JAKARTA|ProNews.id – Harapan Himpunan Penghayat Kepercayaan (HPK), agar proses menikah, pengurusan umat yang meninggal, dan termasuk juga pendidikan agama di sekolah dapat dilaksanakan sesuai keyakinan mereka, ditanggapi pihak Kementerian Agama (Kemenag) dengan menyatakan bahwa hal itu bukan kewenangannya.

Melalui Siaran Pers Kemenag, Staf Khusus Menteri Agama bidang Media dan Komunikasi Publik Wibowo Prasetyo menegaskan, Penghayat Kepercayaan adalah binaan Direktorat Kepercayaan Terhadap Tuhan Yang Maha Esa dan Tradisi Direktirat Jenderal (Ditjen) Kebudayaan Kementerian Pendidikan dan Kebudayaan (Kemendikbud).

“Kemenag tidak memiliki kewenangan secara langsung untuk melakukan pembinaan terhadap aliran kepercayaan,” ujarnya, Rabu (26/07) di Jakarta.

Menurut dia, aliran kepercayaan saat ini memang sudah dapat dicatatkan dalam kolom KTP. “Pada 2017, Mahkamah Konstitusi telah mengabulkan gugatan empat penghayat kepercayaan, yaitu Nggay Mehang Tana, Pagar Demanra Sirait, Arnol Purba, dan Carlim terkait Pasal 61 yang menjelaskan tentang pengisian kolom agama pada KTP,” beber Wibowo.

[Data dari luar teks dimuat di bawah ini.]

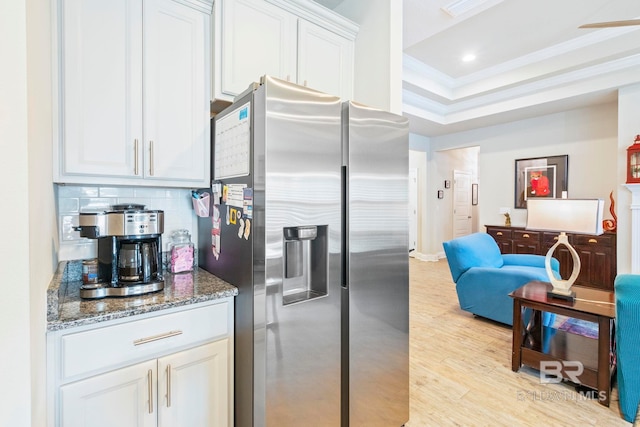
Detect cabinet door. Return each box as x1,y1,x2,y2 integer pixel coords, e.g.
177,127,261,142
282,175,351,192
216,0,297,96
573,234,615,290
298,19,353,99
513,230,541,255
158,339,232,427
55,0,142,177
144,0,210,185
60,360,157,427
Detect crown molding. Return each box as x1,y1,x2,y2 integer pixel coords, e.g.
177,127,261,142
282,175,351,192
403,54,640,125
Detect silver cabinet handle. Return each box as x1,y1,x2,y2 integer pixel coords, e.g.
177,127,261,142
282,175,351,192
149,141,153,176
133,330,182,345
133,138,138,175
167,365,171,408
147,369,153,414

Atas gugatan itu, lanjutnya, MK menyatakan bahwa kata ‘agama’ dalam Pasal 61 ayat (1) dan Pasal 64 ayat (1) Undang-undang Nomor 23/2006 tentang Administrasi Kependudukan bertentangan dengan UUD 1945 dan tidak mempunyai kekuatan hukum mengikat secara bersyarat sepanjang tidak termasuk ‘kepercayaan’.

“Keputusan MK bersifat final dan mengikat sehingga harus dipatuhi. Kementerian Agama tentu mematuhi keputusan Mahkamah Konstitusi (MK) tentang Aliran Kepercayaan,” jelas dia, sembari menekankan kembali, regulasi mengatur bahwa Penghayat Kepercayaan adalah binaan Kementerian Pendidikan dan Kebudayaan, bukan Kemenag.

Prasetyo menyebutkan, dalam ketetapan MPR Nomor IV/MPR/ 1978 , Nomor II/MPR/ 1983 dan Nomor 11/ MPR/ 1988 tentang Garis-Garis Besar Haluan Negara antara lain ditetapkan bahwa kepercayaan terhadap Tuhan Yang Maha Esa tidak merupakan agama.

Ditambahkannya, Kemendikbud juga telah menerbitkan Pedoman Pembinaan Teknis Penghayat Kepercayaan terhadap Tuhan Yang Maha Esa. Salah satunya, menurut dia, diterbitkan oleh Departemen Pendidikan dan Kebudayaan pada tahun 1991/1992.

“Dalam bagian pendahuluan pedoman itu dijelaskan bahwa pembinaan penghayat kepercayaan terhadap Tuhan Yang Maha Esa dilakukan dalam rangka pembangunan kebudayaan karena kepercayaan terhadap Tuhan Yang Maha Esa, dalam kenyataannya memang merupakan bagian kebudayaan nasional yang hidup dan dihayati oleh sebagian bangsa Indonesia,” pungkas Wibowo.